Susan Kloman received her MA in Art History at FSU in 1997, with studies and publications focussed primarily in tribal arts and early modern art. Almost twenty years later, those research interests continue to inform her professional activities. As International Specialist in African and Oceanic Art at Christie’s, Kloman travels between New York and Paris curating, arranging, and promoting art auctions that illuminate the influence of tribal arts on modern Western art.
Kloman’s 1997 thesis “Imogen Cunningham’s On Mount Rainier series” was written under the direction of Professor Karen Bearor. That same year her paper “Paula Modersohn-Becker and the Discourse of Motherhood in Turn-of-the-Century Germany,” presented in our 15th annual Graduate Symposium, was published in Athanor. Susan’s graduate research interests also included tribal Oceanic and African art, an interest which flourished in classes and travels with Professor Jehanne Teilhet-Fisk.

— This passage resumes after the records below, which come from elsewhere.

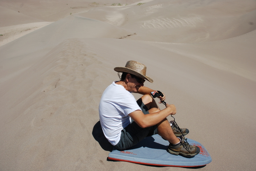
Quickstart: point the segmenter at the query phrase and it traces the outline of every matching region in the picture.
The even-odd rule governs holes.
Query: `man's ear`
[[[126,75],[126,77],[125,77],[125,79],[126,79],[126,81],[128,82],[129,81],[129,79],[131,77],[131,74],[129,73],[127,74],[127,75]]]

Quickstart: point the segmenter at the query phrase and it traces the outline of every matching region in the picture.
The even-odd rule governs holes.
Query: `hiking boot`
[[[180,128],[176,123],[173,121],[170,121],[170,123],[172,125],[171,126],[172,129],[172,131],[173,131],[173,133],[176,137],[186,135],[189,132],[189,131],[187,128]]]
[[[199,147],[190,145],[183,136],[179,138],[180,142],[178,144],[174,145],[170,143],[167,149],[169,153],[176,156],[180,155],[187,158],[192,158],[200,152]]]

After receiving her MA, Kloman moved to New York and began working in the art market. She served as head of the department of African and Oceanic Art at Sotheby’s and also worked as an independent consultant in the field until 2008, when she joined Christie’s as International Head of African and Oceanic Art. In this position she oversees sales in Paris and New York, and has been instrumental in bringing high-profile pieces to auction: a Kota guardian figure originally owned by MoMA curator William Rubin, a Baule mask once owned by Picasso and later by foremost Picasso dealer Jan Krugier, and an Ivory Coast female figure attributed to the “Rockefeller Master,” which sold for $2.4 million. The latter was part of a tightly curated New York auction this spring, Evolution of Form: African & Oceanic Art at the Genesis of Modernism, in which Kloman collaborated with specialists in modern art to focus on a few key pieces of African and Oceanic tribal art which had specifically influenced modern artists.
It is fascinating to see how Kloman’s graduate school interests have matured in her high-profile position in the international art market, and how she shares those interests through her work. In many recent curated sales and promotional materials for Christie’s, she elucidates the influence of African tribal arts on modern and contemporary artists from Picasso to Basquiat. In an interview with Aesthetica magazine in 2013, Kloman discusses the Baule mask that was an essential source of inspiration for Pablo Picasso and ultimately for modern art as we know it: “It’s difficult to imagine today the shock and power African art would have held for those who had never seen something so different – the African mask and its reconfiguration of the human face.” She also describes the contrast between the motivations of the original mask maker and the modernist: “The Baule carver was not carving for ‘art’s sake’; his task was sacred. He had a particular mission to create something aesthetically correct, within assigned parameters of the culture. Picasso was working against the social norms; and sought the profane.”
See a Q&A with Susan in the August issue of Art+Auction, republished on BlouinArtinfo International, and below, two videos she produced with Christie’s in preparation for auctions, this year in New York and in 2013 in Paris.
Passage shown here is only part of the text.